Das Institut Michel Villey ist klein, das Leben der Professoren in Paris ist deutlich härter als in Deutschland: Sie haben keine Büros, keine Mitarbeiter, keine eigene Sekretärin, sie arbeiten zu Hause, oft in der Banlieue, nicht in der teuren Stadt. Trotzdem gibt es einen relativ engen Gesprächszusammenhang namentlich durch Vortragseinladungen und gemeinsame Doktorandenseminare. Auch wenn man nicht in Paris wohnt, läuft man sich in der Umgebung der Universität oft über den Weg. Wie in Berlin gibt es so viele Veranstaltungen, dass man kaum weiß, was passiert, geschweige denn dazu kommt, sie zu besuchen. Anders als in Berlin sind die Veranstaltungen aber seltener angekündigt, man muss Bescheid wissen. Die Uni ist weniger ein öffentlicher Raum als bei uns. Trotzdem scheinen mir die Ähnlichkeiten zwischen Großstadtunis und Kleinstadtunis in vielem größer als die zwischen Universitäten verschiedener Länder. Im Institut Michel Villey wird vor allem zu Fragen der Theorie und der Vergleichung gearbeitet. Das Institut gibt eine hervorragende Zeitschrift heraus: Jus Politicum, die gerade auf deutsche und britische Perspektiven wert legt.
Die Frage, wie wir Verfassungsvergleichung betreiben sollen, dürfte ein zentrales Methodenprobleme der Zukunft sein.

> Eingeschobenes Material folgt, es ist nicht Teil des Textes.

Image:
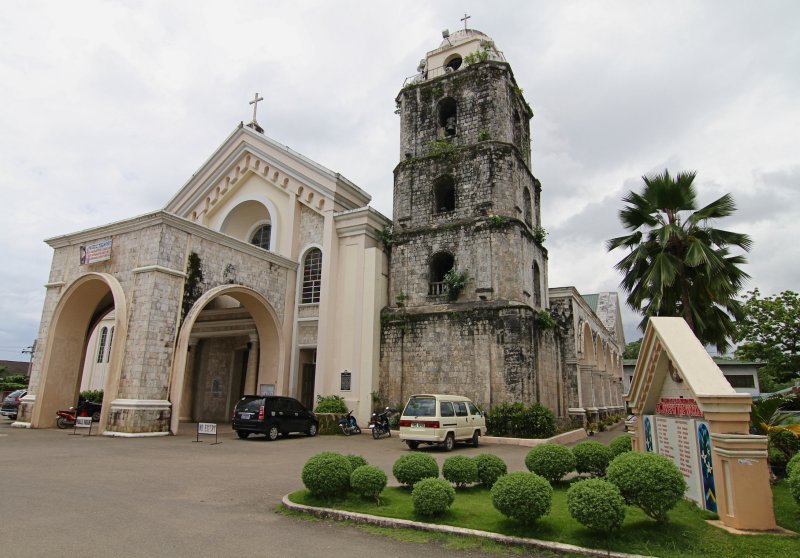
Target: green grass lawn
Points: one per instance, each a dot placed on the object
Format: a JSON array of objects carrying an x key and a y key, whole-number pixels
[{"x": 686, "y": 533}]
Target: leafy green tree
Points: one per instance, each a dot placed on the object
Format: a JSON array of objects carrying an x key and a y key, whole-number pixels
[
  {"x": 632, "y": 349},
  {"x": 769, "y": 331},
  {"x": 678, "y": 265}
]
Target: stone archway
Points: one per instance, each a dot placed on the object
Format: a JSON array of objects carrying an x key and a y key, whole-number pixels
[
  {"x": 87, "y": 298},
  {"x": 271, "y": 351}
]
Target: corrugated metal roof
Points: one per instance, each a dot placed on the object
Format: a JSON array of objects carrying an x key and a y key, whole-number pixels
[{"x": 591, "y": 300}]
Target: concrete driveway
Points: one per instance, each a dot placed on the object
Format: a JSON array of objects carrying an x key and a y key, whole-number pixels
[{"x": 84, "y": 496}]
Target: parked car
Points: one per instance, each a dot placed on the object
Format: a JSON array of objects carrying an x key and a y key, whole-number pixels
[
  {"x": 441, "y": 419},
  {"x": 11, "y": 403},
  {"x": 272, "y": 415}
]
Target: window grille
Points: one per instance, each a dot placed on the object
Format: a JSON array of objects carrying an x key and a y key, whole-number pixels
[
  {"x": 261, "y": 237},
  {"x": 110, "y": 340},
  {"x": 101, "y": 346},
  {"x": 312, "y": 276},
  {"x": 346, "y": 380}
]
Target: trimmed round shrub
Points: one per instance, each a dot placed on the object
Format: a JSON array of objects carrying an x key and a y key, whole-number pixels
[
  {"x": 592, "y": 458},
  {"x": 784, "y": 440},
  {"x": 552, "y": 461},
  {"x": 490, "y": 468},
  {"x": 327, "y": 475},
  {"x": 649, "y": 481},
  {"x": 460, "y": 470},
  {"x": 368, "y": 481},
  {"x": 620, "y": 444},
  {"x": 794, "y": 463},
  {"x": 522, "y": 496},
  {"x": 432, "y": 496},
  {"x": 596, "y": 504},
  {"x": 330, "y": 404},
  {"x": 413, "y": 467},
  {"x": 356, "y": 461},
  {"x": 794, "y": 485}
]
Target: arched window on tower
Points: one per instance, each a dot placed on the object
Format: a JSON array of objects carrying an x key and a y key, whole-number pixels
[
  {"x": 447, "y": 117},
  {"x": 101, "y": 345},
  {"x": 453, "y": 63},
  {"x": 527, "y": 207},
  {"x": 441, "y": 263},
  {"x": 444, "y": 194},
  {"x": 261, "y": 236},
  {"x": 537, "y": 286},
  {"x": 312, "y": 276}
]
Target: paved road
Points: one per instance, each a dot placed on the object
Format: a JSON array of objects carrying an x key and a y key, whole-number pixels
[{"x": 78, "y": 496}]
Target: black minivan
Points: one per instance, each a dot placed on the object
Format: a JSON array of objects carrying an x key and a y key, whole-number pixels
[{"x": 272, "y": 415}]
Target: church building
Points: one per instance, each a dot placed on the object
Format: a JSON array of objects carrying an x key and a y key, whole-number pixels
[{"x": 269, "y": 273}]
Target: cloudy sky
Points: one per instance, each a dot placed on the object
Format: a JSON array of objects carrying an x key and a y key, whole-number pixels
[{"x": 107, "y": 108}]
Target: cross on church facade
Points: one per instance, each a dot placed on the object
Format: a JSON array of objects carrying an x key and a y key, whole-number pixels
[{"x": 255, "y": 102}]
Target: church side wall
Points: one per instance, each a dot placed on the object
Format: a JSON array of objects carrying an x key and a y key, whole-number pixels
[
  {"x": 491, "y": 355},
  {"x": 149, "y": 262}
]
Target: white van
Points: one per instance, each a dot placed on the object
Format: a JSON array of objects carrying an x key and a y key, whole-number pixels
[{"x": 441, "y": 419}]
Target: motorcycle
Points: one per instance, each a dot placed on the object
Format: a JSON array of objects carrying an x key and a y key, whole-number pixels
[
  {"x": 380, "y": 424},
  {"x": 349, "y": 425},
  {"x": 67, "y": 418}
]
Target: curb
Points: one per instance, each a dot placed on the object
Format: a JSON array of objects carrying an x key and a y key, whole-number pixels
[{"x": 329, "y": 513}]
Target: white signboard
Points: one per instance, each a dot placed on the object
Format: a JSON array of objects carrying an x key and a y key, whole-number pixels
[
  {"x": 677, "y": 441},
  {"x": 97, "y": 252},
  {"x": 207, "y": 428}
]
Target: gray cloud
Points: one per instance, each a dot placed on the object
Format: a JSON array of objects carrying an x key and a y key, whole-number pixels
[{"x": 109, "y": 107}]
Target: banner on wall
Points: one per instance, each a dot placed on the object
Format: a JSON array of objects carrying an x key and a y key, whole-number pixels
[
  {"x": 677, "y": 441},
  {"x": 706, "y": 467},
  {"x": 97, "y": 252}
]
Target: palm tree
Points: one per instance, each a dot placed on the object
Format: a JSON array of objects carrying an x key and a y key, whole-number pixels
[{"x": 678, "y": 265}]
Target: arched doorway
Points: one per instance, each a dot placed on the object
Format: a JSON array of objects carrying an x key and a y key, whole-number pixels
[
  {"x": 79, "y": 309},
  {"x": 230, "y": 344}
]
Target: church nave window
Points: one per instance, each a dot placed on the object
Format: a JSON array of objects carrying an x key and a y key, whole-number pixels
[
  {"x": 261, "y": 237},
  {"x": 312, "y": 276},
  {"x": 447, "y": 117},
  {"x": 110, "y": 340}
]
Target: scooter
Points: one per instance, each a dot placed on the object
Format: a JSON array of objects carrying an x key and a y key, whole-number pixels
[
  {"x": 349, "y": 425},
  {"x": 380, "y": 424},
  {"x": 67, "y": 418}
]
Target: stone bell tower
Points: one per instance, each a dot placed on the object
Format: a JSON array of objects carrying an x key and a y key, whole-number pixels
[{"x": 468, "y": 273}]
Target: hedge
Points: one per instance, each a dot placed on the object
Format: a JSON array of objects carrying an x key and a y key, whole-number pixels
[
  {"x": 649, "y": 481},
  {"x": 552, "y": 461}
]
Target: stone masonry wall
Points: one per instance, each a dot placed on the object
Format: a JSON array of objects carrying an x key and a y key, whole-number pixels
[
  {"x": 141, "y": 260},
  {"x": 489, "y": 179},
  {"x": 497, "y": 258},
  {"x": 491, "y": 354}
]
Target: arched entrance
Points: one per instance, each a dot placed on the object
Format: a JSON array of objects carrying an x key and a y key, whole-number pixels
[
  {"x": 230, "y": 344},
  {"x": 87, "y": 300}
]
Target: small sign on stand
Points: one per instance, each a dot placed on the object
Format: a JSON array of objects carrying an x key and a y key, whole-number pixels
[
  {"x": 207, "y": 428},
  {"x": 82, "y": 422}
]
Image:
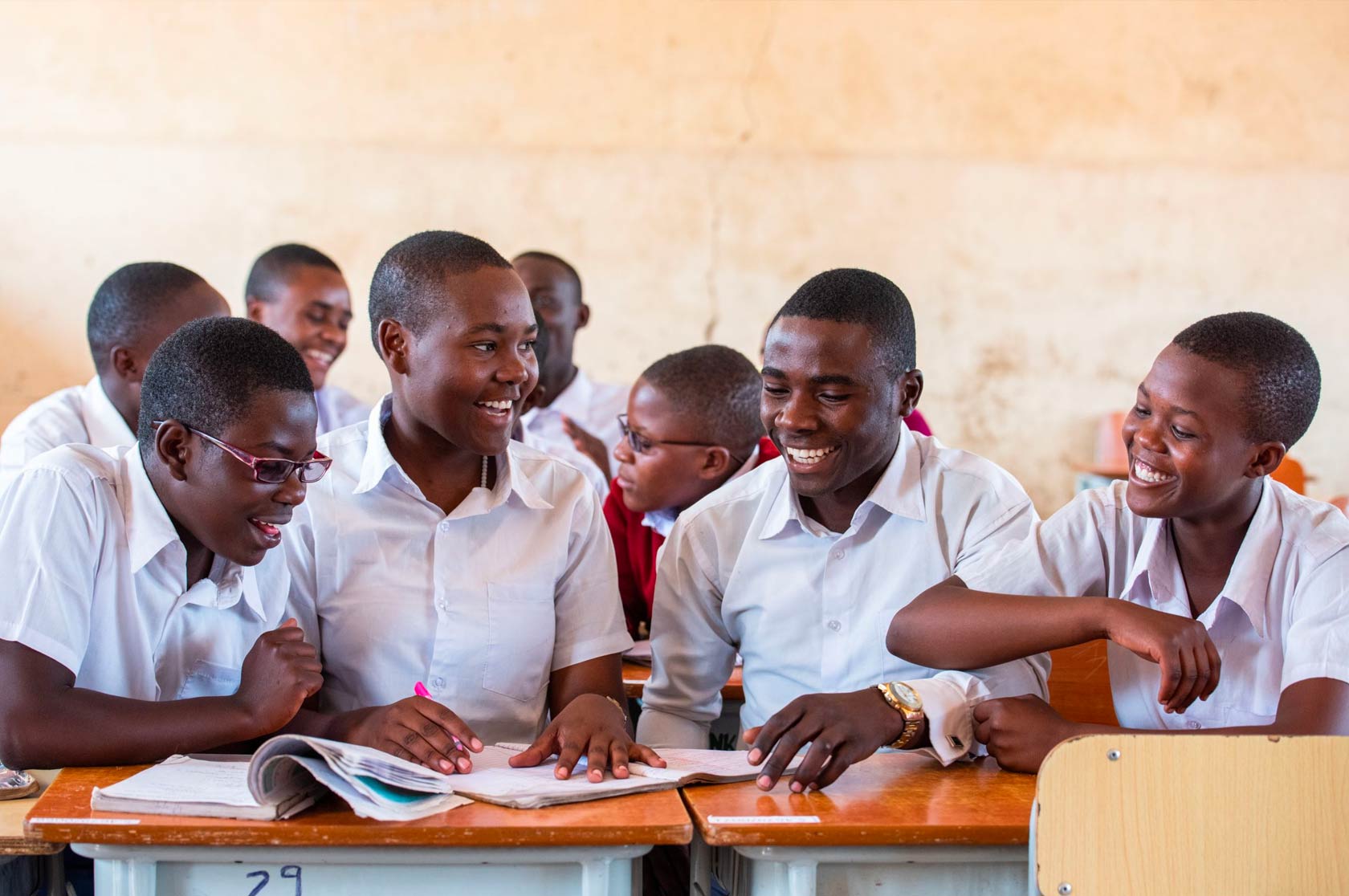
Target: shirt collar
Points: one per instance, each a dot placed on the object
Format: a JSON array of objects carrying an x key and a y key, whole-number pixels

Bis heute dient das amerikanische Verfassungsrecht als eine Art gemeinsamer Sprache der Verfassungsvergleicher. Zugleich erwacht global das Bewusstsein dafür, dass das amerikanische Modell besonders wenig als Modell taugt, schon weil es ein äußerst seltenes rein präsidentielles System darstellt. Warum nicht mehr in ein Nachbarland schauen, das eine große demokratische Tradition, insbesondere eine große Geschichte juristischer Demokratietheorie hat, das zugleich charakteristische Wege etwa bei der verfassungserichtlichen Kontrolle gegangen ist und mit dem uns eine gemeinsame institutionelle Zukunft verbinden dürfte?